Apresentando dados estatísticos, a médica mostrou que o suicídio é uma das maiores causas de morte e que não há investimentos para reduzir os números, como houve para doenças como a leucemia, a doença cardíaca, a Aids e os acidentes, nos últimos 30 anos. 

“A cada 40 segundos, uma pessoa comete suicídio. A cada três segundos, uma tenta. E cada morte por suicídio tem impacto em cinco ou dez pessoas à volta”, enfatizou, afirmando que sem investimento em prevenção, fica difícil fazer pesquisa para determinar e mudar essa realidade.

O reconhecimento do problema e o apoio à pessoa deprimida foram algumas estratégias apontadas pela Dra. Alexandrina para enfrentar a situação, além de conversar sobre o assunto, incentivar que a pessoa fale sobre o que sente, indicar um professor ou um profissional para ajudar e, sobretudo, diminuir o estigma de depressão ser uma doença mental.
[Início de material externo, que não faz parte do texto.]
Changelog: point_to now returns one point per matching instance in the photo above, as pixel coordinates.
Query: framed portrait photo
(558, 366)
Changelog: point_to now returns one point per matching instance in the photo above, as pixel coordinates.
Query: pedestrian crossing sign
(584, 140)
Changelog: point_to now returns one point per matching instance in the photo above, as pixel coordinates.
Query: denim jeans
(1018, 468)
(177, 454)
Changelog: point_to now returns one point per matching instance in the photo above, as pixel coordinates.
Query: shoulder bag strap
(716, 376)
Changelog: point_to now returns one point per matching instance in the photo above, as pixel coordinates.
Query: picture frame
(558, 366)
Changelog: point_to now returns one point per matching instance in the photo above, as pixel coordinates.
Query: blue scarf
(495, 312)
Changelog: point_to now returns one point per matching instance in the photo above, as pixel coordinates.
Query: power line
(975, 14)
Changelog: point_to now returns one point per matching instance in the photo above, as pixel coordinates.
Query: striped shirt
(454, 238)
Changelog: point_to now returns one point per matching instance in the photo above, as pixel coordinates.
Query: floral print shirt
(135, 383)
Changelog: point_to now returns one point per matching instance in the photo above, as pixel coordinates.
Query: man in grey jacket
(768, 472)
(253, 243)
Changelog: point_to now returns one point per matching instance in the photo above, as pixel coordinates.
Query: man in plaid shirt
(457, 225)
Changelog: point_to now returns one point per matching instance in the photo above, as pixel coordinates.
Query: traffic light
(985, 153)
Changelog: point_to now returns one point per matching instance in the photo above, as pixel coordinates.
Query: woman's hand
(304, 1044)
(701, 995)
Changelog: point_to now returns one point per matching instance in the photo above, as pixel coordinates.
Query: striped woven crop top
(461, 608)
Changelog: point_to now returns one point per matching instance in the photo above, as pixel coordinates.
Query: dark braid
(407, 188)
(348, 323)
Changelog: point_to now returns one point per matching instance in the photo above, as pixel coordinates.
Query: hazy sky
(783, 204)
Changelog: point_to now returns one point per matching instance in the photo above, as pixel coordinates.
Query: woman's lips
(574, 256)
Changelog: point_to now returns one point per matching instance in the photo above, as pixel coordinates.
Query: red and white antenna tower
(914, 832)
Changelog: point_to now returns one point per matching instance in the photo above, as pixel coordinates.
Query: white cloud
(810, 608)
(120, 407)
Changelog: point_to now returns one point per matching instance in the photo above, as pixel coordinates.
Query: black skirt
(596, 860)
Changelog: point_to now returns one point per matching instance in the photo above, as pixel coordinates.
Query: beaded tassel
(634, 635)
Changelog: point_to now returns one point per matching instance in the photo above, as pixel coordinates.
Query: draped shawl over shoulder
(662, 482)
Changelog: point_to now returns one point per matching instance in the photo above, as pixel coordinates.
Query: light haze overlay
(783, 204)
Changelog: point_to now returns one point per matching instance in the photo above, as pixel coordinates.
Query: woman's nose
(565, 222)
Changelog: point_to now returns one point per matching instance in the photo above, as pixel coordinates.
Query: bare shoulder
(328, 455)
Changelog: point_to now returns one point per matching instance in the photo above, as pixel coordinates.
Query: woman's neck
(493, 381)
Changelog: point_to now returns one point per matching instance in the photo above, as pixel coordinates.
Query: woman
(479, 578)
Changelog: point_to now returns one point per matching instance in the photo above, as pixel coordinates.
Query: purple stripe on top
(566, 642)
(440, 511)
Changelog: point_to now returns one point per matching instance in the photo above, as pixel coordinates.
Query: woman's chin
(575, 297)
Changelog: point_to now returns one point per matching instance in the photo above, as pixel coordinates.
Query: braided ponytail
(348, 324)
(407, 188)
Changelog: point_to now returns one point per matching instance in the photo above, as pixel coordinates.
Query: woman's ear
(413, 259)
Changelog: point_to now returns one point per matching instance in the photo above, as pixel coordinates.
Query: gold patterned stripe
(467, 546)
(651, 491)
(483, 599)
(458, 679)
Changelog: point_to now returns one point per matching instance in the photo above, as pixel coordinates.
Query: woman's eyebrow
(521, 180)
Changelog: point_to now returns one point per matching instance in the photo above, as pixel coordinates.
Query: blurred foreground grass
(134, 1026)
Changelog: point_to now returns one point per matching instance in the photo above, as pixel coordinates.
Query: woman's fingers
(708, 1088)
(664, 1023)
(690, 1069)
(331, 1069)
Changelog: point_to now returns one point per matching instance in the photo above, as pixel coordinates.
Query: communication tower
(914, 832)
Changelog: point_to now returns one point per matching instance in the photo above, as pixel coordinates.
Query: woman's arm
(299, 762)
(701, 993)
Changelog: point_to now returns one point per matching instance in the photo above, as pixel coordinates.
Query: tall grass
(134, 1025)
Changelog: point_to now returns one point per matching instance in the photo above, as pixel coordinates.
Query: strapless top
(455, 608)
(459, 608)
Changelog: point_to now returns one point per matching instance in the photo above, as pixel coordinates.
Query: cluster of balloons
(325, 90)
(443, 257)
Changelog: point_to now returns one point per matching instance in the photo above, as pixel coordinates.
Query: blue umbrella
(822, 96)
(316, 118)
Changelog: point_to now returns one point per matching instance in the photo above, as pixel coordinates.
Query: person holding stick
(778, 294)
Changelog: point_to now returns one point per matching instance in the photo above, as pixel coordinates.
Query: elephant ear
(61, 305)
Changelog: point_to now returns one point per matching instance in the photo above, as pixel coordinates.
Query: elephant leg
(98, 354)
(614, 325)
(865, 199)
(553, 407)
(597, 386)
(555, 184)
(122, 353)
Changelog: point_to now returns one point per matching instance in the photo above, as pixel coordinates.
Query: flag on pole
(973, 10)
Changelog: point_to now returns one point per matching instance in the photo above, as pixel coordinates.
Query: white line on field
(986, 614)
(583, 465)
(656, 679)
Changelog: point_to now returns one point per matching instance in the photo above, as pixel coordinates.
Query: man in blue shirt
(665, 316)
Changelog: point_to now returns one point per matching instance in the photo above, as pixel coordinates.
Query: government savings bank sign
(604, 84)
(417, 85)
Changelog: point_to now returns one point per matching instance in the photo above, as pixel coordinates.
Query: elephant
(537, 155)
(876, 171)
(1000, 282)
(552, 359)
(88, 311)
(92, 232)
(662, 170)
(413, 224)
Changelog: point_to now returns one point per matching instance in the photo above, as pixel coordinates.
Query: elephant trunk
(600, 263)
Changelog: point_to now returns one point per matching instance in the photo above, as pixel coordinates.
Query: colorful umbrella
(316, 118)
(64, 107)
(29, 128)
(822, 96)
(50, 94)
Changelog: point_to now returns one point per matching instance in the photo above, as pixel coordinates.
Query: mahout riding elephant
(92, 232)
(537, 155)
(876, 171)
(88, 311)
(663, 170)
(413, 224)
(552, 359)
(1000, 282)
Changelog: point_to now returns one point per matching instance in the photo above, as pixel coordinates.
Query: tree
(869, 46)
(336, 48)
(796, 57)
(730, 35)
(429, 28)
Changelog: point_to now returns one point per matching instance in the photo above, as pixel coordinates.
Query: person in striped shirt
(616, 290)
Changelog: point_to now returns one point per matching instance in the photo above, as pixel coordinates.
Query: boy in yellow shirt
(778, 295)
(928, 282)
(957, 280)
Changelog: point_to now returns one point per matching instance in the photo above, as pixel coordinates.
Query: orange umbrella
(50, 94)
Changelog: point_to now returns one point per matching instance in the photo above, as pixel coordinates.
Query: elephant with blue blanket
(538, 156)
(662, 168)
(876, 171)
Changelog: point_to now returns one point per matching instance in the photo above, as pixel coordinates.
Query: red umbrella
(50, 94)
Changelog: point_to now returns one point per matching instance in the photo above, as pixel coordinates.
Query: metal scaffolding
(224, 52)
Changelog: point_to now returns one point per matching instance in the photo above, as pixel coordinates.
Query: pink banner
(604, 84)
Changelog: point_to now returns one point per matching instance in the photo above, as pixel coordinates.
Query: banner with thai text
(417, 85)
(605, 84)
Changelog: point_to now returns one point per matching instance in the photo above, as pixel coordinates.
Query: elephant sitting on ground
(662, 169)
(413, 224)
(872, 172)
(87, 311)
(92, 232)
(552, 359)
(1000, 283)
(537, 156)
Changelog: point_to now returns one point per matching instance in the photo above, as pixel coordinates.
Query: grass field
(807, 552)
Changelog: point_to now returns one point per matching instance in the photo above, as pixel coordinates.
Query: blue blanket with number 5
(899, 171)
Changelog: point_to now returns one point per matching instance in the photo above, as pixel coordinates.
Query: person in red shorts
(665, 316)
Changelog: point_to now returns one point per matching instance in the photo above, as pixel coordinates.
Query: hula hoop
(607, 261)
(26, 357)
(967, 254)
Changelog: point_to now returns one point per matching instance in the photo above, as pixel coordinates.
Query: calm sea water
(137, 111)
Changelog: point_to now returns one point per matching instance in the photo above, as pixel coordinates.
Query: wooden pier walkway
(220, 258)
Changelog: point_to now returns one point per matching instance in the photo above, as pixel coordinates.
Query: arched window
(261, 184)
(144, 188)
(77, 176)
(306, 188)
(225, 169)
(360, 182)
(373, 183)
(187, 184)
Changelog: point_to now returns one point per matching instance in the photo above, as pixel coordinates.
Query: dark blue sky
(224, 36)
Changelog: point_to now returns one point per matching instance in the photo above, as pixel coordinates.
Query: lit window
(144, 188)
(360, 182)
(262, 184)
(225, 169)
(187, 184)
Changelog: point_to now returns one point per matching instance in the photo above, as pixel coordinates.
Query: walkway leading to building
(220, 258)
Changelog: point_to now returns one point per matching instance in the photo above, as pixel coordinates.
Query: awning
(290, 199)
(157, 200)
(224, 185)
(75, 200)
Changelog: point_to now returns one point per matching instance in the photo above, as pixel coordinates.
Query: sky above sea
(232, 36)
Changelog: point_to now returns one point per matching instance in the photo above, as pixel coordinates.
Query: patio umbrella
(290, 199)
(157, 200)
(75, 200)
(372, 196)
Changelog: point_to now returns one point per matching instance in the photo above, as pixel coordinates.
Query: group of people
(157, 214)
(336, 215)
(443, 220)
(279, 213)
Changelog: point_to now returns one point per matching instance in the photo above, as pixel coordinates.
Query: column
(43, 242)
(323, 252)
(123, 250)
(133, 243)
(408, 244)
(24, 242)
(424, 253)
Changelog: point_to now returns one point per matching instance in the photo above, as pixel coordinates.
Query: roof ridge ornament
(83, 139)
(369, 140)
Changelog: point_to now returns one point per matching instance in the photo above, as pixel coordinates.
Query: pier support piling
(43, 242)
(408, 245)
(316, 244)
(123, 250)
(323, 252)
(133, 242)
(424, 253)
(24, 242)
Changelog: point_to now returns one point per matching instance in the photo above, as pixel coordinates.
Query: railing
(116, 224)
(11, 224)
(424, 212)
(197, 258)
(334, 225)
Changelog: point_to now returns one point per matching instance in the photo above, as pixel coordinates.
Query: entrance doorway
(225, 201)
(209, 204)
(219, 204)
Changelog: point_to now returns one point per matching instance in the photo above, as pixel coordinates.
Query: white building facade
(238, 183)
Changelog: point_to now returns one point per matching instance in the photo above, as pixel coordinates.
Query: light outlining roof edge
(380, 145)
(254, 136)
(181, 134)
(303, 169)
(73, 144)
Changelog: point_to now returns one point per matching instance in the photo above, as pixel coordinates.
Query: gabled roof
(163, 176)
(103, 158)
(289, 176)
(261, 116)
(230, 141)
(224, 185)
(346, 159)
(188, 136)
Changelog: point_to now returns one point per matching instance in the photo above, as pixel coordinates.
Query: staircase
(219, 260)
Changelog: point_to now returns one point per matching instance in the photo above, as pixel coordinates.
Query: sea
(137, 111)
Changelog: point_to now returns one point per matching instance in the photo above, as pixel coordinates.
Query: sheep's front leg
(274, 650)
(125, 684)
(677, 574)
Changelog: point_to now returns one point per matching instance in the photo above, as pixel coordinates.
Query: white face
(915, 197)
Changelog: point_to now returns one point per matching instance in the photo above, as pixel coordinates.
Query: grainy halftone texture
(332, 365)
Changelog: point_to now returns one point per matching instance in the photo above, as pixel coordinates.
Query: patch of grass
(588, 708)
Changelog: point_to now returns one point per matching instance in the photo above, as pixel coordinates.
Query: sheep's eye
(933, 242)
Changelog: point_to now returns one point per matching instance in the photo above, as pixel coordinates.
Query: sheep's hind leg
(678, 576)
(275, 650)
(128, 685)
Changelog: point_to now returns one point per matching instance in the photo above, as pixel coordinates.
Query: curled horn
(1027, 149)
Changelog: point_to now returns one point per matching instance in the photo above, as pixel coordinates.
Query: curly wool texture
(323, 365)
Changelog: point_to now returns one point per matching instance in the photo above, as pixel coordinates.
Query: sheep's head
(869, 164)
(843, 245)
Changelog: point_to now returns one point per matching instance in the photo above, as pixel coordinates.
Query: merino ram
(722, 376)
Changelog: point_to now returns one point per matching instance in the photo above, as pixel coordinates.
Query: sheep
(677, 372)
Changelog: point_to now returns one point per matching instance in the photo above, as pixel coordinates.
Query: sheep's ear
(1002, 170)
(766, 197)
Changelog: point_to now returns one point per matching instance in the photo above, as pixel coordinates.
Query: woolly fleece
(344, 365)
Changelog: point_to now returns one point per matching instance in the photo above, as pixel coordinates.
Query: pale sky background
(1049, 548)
A psiquiatra também aconselhou que o universitário aprenda a distinguir a depressão, do estresse e ansiedade, e identificar as fontes de estresse para entender quais os sintomas que está tendo e como controlar.

No final da explanação, a palestrante incentivou ainda, que os participantes se atrevessem a fazer perguntas e deixou um recado aos estudantes: “Aprenda universitário: a rir, a chorar, a conversar, a dançar, a amar, a cantar, a sonhar, a descansar, a errar, a brincar, e, acima de tudo, a impor limites e dizer ‘não’”.

“No suicídio a pauta maior é a prevenção”
À tarde, a psiquiatra participou de uma reunião com pró-reitores, diretores das unidades, coordenadores de cursos e professores, oportunidade em que ressaltou a necessidade de planejar ações preventivas ao suicídio. “No suicídio, com certeza, a pauta maior é a prevenção”, afirmou.

Alexandrina Meleiro disse que uma das grandes preocupações é identificar a possiblidade antes que aconteça. 

“Na maioria das vezes, a pessoa não procura ajuda. Principalmente quando está com depressão e também com alguma dependência de drogas, ela se fecha. O que deve ser observado pelas pessoas mais próximas é a mudança do comportamento”, comentou.